Человек, которого какой-то острослов в милицейских погонах уже успел окрестить «Мухой», никого не убивал и убивать не собирался — у него не было ни склонности к мокрым делам, ни каких бы то ни было причин ими заниматься. Это вовсе не означало, что он пацифист по натуре.

В свое время этот гибкий, несмотря на возраст, невысокий, но пропорционально сложенный мужчина с твердыми, как железо, но удивительно подвижными пальцами отправил к Аллаху немало правоверных бородачей, но тогда на нем была военная форма, и никто (кроме, разумеется, все тех же пацифистов) не считал его поведение зазорным. Благодарная Родина прицепила ему на грудь парочку медалей и орден Красной Звезды, а бородатый корреспондент столичной газеты, которого на подступах к лагерю чуть не шлепнул часовой, принявший его за «духа», накатал о его подвигах восторженную статью, впоследствии изрубленную в капусту, а после и вовсе запрещенную военной цензурой. Муха, которого в то время еще никто так не называл, не обиделся.

Он вообще редко обижался, а уж обижаться на военную цензуру или, того чище, на Родину полагал делом абсолютно бессмысленным.

Разговоры об «афганском синдроме» и «потерянном поколении» казались ему пустой болтовней — сам он не чувствовал себя ни полусвихнувшимся боевым роботом, ни потерявшим смысл жизни персонажем романов Ремарка. У него была его работа, при нем было его мастерство, его хобби, его, если угодно, талант.

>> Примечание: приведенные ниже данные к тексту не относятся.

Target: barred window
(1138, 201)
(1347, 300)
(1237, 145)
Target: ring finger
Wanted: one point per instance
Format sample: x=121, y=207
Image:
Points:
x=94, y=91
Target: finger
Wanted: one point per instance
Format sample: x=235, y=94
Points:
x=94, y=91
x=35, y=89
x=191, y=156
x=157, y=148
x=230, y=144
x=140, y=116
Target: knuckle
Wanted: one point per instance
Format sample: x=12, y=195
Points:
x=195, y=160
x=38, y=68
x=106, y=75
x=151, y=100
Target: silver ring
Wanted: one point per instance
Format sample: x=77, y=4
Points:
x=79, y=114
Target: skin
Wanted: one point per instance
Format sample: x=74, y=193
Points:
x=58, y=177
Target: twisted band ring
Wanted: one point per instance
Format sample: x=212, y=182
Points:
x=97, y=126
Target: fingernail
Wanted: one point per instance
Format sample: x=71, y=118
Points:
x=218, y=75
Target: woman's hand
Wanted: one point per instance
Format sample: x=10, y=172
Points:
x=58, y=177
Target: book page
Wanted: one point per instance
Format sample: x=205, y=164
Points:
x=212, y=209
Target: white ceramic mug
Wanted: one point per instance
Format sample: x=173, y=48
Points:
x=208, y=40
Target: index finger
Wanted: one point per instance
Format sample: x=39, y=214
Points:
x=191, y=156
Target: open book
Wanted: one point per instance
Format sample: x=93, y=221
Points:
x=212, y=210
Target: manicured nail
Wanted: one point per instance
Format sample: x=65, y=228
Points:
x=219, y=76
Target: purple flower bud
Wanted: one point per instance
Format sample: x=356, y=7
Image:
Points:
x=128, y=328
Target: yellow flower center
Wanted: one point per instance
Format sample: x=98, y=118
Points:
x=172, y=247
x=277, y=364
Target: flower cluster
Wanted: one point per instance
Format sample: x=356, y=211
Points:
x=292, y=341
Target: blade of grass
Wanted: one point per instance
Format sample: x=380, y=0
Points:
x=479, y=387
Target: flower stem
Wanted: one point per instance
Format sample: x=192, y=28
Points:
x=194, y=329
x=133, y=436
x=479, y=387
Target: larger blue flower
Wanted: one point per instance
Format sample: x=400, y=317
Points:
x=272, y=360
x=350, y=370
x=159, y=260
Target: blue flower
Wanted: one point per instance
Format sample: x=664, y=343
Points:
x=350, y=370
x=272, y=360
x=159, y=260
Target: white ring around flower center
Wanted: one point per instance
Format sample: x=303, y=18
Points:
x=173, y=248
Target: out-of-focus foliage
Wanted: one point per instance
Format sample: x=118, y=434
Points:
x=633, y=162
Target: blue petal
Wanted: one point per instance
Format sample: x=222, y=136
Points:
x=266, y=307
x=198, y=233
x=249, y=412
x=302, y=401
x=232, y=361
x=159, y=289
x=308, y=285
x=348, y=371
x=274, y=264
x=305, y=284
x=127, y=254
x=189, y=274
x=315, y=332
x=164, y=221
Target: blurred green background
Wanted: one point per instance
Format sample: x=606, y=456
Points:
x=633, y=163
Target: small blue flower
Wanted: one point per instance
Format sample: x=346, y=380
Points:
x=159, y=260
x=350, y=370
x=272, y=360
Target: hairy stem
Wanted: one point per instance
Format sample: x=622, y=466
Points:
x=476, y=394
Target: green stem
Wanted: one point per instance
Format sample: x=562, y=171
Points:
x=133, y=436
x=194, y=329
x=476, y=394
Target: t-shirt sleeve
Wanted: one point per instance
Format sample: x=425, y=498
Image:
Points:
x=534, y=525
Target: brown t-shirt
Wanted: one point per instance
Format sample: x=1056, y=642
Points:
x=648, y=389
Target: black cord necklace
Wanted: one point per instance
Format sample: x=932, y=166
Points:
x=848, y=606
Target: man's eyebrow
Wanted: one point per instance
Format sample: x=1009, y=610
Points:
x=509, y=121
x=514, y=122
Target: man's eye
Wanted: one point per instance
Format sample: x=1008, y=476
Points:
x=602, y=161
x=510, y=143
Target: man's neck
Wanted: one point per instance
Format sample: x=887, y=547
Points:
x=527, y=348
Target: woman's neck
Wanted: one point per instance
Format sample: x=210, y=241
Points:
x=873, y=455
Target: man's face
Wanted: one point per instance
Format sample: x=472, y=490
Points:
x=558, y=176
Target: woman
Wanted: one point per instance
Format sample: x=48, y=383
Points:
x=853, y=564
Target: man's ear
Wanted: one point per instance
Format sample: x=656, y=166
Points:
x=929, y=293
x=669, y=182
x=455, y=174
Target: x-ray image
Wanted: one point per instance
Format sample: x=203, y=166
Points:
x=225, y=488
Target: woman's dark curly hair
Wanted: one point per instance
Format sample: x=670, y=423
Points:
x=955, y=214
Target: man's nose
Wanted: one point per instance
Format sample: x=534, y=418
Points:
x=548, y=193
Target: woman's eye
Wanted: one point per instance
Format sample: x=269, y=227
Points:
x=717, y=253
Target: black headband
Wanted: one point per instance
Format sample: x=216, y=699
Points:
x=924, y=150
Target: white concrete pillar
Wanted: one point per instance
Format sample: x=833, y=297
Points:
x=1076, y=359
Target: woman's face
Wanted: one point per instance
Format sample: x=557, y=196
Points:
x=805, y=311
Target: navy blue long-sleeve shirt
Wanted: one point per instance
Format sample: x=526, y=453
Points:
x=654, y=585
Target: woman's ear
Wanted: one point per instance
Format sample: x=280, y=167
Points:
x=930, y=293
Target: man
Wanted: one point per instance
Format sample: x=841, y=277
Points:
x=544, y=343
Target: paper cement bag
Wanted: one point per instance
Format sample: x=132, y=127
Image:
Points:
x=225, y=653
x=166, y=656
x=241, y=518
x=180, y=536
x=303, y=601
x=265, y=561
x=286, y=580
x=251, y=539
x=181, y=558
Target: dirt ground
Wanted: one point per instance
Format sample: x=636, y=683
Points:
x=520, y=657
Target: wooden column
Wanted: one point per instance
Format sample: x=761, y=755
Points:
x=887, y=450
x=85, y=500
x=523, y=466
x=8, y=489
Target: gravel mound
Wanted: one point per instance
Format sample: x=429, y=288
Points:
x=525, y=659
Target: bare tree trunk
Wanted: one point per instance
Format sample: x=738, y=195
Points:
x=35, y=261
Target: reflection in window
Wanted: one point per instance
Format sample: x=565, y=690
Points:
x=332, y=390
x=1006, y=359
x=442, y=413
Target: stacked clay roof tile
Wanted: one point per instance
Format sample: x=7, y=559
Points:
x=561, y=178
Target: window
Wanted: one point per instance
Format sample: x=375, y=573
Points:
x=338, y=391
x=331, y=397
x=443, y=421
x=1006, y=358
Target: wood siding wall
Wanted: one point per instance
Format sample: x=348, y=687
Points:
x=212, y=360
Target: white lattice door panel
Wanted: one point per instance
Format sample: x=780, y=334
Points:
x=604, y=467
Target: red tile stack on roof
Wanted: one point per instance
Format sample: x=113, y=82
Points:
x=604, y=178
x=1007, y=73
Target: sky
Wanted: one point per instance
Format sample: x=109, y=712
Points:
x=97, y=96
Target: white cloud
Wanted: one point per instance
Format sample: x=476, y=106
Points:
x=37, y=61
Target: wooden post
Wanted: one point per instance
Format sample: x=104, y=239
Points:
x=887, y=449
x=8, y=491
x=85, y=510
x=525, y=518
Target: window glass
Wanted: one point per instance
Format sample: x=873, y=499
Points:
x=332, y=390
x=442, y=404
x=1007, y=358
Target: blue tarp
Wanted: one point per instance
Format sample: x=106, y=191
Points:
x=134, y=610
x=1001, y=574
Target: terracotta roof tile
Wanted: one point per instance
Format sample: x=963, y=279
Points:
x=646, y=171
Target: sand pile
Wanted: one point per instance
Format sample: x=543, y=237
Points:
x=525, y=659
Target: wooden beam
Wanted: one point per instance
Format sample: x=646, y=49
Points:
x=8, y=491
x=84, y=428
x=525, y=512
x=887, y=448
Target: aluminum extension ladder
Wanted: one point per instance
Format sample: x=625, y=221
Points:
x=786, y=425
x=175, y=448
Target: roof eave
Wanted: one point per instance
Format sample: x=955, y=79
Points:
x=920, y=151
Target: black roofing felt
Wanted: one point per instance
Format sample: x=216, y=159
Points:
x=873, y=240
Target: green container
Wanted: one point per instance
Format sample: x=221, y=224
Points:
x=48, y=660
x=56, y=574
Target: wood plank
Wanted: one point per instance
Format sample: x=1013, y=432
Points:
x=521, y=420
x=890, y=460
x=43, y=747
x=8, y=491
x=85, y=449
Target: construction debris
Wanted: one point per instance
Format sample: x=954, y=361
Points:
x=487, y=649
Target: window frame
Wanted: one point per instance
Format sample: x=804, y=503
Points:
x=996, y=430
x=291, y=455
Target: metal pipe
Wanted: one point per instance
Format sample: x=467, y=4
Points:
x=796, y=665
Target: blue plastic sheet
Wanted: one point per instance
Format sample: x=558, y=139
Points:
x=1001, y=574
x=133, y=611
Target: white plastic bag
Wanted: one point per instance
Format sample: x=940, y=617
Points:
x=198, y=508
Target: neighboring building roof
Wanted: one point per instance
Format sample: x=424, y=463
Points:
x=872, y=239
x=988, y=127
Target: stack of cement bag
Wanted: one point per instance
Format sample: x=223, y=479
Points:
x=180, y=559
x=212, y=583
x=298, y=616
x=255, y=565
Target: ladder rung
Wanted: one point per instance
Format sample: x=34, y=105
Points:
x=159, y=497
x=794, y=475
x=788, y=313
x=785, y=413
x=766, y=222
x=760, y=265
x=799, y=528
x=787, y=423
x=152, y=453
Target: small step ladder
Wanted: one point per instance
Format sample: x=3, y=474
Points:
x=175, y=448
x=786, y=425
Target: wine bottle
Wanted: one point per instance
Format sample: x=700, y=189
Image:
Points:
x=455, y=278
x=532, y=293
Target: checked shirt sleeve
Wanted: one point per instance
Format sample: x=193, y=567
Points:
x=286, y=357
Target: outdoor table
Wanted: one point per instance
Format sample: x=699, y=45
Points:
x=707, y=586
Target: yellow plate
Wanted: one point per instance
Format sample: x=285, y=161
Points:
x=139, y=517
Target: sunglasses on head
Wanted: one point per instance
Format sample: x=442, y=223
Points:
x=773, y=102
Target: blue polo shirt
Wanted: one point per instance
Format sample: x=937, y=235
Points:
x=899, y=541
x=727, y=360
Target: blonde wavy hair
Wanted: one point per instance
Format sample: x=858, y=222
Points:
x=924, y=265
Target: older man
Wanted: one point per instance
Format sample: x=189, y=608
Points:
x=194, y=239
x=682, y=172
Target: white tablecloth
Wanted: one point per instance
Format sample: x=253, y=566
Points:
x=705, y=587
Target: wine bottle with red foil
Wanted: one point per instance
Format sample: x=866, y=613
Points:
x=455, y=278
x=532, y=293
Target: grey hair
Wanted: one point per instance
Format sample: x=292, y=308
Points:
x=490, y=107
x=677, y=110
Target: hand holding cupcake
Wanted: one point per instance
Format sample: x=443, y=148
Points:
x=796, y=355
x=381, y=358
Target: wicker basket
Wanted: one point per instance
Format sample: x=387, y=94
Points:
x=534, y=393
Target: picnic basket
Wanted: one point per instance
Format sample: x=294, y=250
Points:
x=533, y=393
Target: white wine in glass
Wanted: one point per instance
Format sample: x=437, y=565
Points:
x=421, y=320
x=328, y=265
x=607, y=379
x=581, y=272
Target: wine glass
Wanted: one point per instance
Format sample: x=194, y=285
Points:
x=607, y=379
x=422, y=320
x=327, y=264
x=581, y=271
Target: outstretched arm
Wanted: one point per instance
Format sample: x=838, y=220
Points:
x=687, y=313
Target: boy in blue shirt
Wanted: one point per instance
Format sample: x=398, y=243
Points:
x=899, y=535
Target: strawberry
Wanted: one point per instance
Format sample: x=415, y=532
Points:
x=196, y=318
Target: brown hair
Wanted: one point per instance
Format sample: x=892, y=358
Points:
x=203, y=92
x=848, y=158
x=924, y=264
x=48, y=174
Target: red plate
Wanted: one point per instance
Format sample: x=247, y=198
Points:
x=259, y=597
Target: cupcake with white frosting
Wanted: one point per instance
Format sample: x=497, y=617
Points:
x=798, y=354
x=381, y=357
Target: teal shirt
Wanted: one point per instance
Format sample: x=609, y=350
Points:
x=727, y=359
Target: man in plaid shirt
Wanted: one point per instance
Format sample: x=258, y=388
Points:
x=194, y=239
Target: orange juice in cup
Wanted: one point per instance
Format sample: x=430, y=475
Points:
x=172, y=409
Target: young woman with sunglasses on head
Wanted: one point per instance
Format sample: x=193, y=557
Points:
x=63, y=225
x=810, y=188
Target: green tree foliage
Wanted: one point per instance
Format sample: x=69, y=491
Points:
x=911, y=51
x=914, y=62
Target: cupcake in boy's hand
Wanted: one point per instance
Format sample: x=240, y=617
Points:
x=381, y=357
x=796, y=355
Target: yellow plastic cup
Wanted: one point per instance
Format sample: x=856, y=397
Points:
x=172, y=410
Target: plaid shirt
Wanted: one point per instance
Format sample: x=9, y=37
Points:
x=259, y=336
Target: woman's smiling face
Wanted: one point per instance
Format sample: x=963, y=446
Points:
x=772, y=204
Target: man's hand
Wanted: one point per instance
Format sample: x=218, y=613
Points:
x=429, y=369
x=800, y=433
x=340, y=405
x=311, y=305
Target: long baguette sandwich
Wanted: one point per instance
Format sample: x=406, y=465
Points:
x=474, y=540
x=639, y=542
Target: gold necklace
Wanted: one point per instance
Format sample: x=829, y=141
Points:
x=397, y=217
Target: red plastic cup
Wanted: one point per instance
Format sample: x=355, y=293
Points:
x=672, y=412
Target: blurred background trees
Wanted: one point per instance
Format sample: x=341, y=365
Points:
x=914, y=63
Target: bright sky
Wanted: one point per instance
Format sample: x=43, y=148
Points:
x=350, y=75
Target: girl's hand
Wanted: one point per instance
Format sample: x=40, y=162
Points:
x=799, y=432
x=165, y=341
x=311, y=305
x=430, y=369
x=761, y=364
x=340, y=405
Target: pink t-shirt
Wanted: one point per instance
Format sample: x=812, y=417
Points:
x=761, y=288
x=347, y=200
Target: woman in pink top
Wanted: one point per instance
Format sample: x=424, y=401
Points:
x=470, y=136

К тридцати пяти годам он начал понимать, что вершина его жизни пройдена, и все, что ему осталось — это движение под уклон. Это было неприятное открытие, которое рано или поздно делает любой человек. В его случае положение усугублялось хроническим безденежьем и тем обстоятельством, что его жена и дочь стали все чаще выражать недовольство по поводу его жизненного кредо — «бедный, но честный». Им было глубоко наплевать на его честность. Да и не только им. Вокруг крали все подряд, почти не скрываясь, раздуваясь от жира и спеси, и очень часто те, кому он по роду своей деятельности оказывал помощь, вместо простых слов благодарности со снисходительным видом совали в нагрудный кармашек его рабочей одежды зеленые бумажки. В конце концов он стал напоминать себе огромный дуб, гордо возвышающийся посреди поля — дуб, сгнивший изнутри, но продолжающий шелестеть кроной в ожидании порыва ветра, который его повалит. Это было мучительное чувство раздвоения, и он почти обрадовался, когда сереньким воскресным утром его старинный приятель Валера Кораблев, уже четыре года державший ломбард на Петрозаводской, отставив в сторону полупустую кружку пива и ловко распатронивая вяленого леща, вдруг негромко сказал, глядя куда-то в сторону:

— Пропадаешь, братуха. Пропадаешь ни за что!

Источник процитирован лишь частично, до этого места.